Il cantiere

Può la prospettiva drammatica in cui oggi viviamo, quella di una fine dell’uomo provocata dall’uomo stesso, non riguardare le cosiddette «scienze dell’uomo»? Il Cantiere umanistico dell’Antropocene nasce come luogo di scambio di conoscenze e di elaborazione di prospettive sul ruolo che le discipline umanistiche, e la letteratura in particolare, possono svolgere nel contrastare le trasformazioni devastanti che si stanno portando all’ambiente.

L’emergenza planetaria che abbiamo di fronte è immane. Il cambiamento climatico ne è solo un aspetto. Alcuni scienziati parlano di una sesta estinzione di massa come del rischio a cui stiamo andando incontro. È la più grande emergenza che l’umanità abbia mai incontrato, non solo negli ultimi secoli, ma nei millenni. Per farvi fronte è evidente quale contributo possano dare le scienze della terra, la biologia ambientale, l’ingegneria climatica, la medicina, le scienze agrarie ecc. Non è invece altrettanto evidente quale possa essere il contributo della letteratura, della filosofia e delle arti. Eppure, è proprio questa nuova emergenza a dare loro un ruolo cruciale nel mondo contemporaneo. Più che un ruolo è una sfida, la massima: la possibilità di riaprire il gioco, creando strutture di pensiero e di giudizio che funzionino come dei correttivi rispetto a quelle che ci stanno portando verso la catastrofe, elaborando proiezioni potenti dell’umano, dotate di una forza agente e capaci di rimettere in movimento energie addormentate o paralizzate.

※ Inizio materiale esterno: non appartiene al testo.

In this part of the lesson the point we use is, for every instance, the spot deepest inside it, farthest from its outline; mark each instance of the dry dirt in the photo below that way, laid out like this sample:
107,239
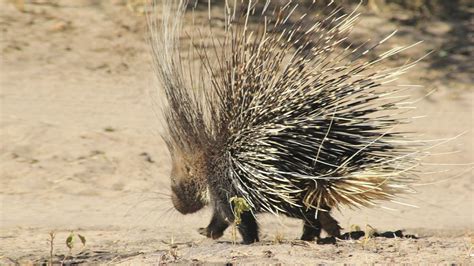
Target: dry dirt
80,151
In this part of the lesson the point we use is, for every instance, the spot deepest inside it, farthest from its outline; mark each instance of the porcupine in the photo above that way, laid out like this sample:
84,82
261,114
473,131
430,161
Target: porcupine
280,112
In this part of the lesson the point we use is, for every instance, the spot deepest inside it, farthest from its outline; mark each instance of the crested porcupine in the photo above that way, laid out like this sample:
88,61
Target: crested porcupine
281,111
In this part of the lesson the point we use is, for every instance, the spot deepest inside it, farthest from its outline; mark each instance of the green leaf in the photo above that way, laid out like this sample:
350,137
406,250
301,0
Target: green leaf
70,240
83,239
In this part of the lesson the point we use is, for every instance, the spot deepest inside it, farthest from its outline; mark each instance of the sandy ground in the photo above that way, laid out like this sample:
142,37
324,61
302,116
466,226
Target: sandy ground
80,152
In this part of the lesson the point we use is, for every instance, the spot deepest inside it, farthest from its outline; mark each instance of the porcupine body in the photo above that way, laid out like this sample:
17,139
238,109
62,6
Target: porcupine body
281,112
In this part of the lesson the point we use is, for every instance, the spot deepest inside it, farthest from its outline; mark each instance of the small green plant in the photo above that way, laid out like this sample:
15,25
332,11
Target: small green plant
52,235
70,243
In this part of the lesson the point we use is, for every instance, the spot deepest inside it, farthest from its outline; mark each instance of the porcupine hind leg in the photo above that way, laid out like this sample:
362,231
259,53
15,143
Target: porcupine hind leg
311,230
313,225
248,228
328,223
216,227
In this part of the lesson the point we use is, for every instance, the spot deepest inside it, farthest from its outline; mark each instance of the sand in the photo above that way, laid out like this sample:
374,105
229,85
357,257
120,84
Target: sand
80,152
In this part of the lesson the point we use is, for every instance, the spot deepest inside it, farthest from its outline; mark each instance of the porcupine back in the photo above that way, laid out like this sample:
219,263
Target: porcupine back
297,117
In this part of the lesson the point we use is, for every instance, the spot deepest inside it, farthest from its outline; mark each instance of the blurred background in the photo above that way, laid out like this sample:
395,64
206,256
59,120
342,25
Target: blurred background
80,148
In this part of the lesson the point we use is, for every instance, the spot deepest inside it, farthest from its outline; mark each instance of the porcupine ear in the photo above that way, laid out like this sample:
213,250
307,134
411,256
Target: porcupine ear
308,118
177,95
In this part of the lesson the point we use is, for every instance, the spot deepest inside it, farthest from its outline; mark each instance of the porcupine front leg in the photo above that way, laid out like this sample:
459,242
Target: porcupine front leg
216,227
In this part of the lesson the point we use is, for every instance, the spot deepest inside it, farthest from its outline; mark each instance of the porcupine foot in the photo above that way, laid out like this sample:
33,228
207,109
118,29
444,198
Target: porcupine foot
312,226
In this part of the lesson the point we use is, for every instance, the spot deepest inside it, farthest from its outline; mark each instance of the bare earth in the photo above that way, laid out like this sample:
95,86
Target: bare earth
80,152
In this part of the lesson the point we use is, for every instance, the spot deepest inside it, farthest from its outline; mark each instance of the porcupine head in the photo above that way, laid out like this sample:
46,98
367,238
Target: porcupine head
290,129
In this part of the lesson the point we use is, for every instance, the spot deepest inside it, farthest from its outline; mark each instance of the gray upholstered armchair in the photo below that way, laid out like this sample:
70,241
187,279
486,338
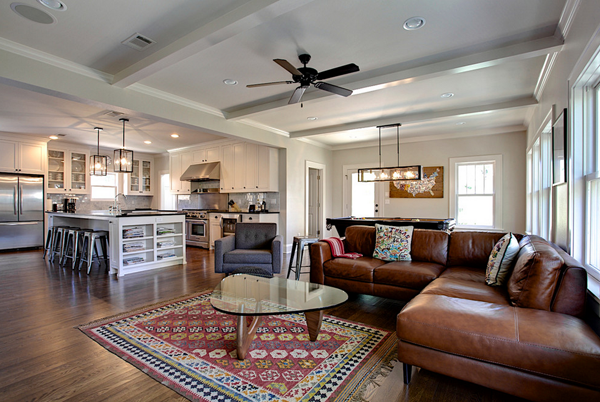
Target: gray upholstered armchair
254,244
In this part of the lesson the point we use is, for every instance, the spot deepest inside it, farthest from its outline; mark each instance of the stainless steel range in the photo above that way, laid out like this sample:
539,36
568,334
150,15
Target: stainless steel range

«Non puoi risolvere un problema con lo stesso tipo di pensiero che hai usato per crearlo» (Einstein).  Non si può trovare una soluzione all’emergenza più grande che mai abbia incontrato l’uomo in tutta la sua storia, se non si correggono quei paradigmi di pensiero che hanno portato a provocarla e che hanno anche permesso di rimuoverla per tanti anni: modi di ragionare e di prefigurare che si sono attestati nella modernità, e che hanno prodotto cecità o parzialità di visione. Per esempio, la tendenza ad astrarre la storia umana dal tempo profondo della storia della Terra e del cosmo e a ragionare di progresso e di sviluppo illimitato senza tener conto dei limiti del pianeta e delle sue risorse.

In questo lavoro di correzione e di creazione di un nuovo pensiero e di una nuova sensibilità, l’apporto delle humanities può essere altrettanto decisivo di quello delle scienze. Ovviamente, non pensando le due culture come separate, ma in una nuova e più fertile collaborazione.

Un “cantiere umanistico dell’Antropocene” esiste già, anche se è meno visibile di quello delle scienze della Terra e dell’ambiente: negli ultimi decenni diversi scrittori, artisti, filosofi e antropologi hanno inserito questa emergenza nel loro ambito di attività, dando contributi importanti e elaborando strumenti concettuali nuovi. Uno degli scopi di questo ciclo di incontri seminariali è di rendere visibile questo lavoro di costruzione, e di farlo crescere, riprendendo spunti importanti, allacciando i fili sparsi e raccogliendone le sfide.

I lavori del Cantiere ruoteranno attorno a quattro nodi principali:

– il concetto di natura (dalla separazione moderna di natura e cultura a una nuova visione del vivente);

–  la visione della storia e i limiti dello storicismo (storia umana e storia cosmica);

– la prefigurazione del futuro (oltre l’apocalisse e la distopia);

– la potenza metamorfica della parola e del pensiero, al di là dei confini disciplinari tra letteratura e filosofia.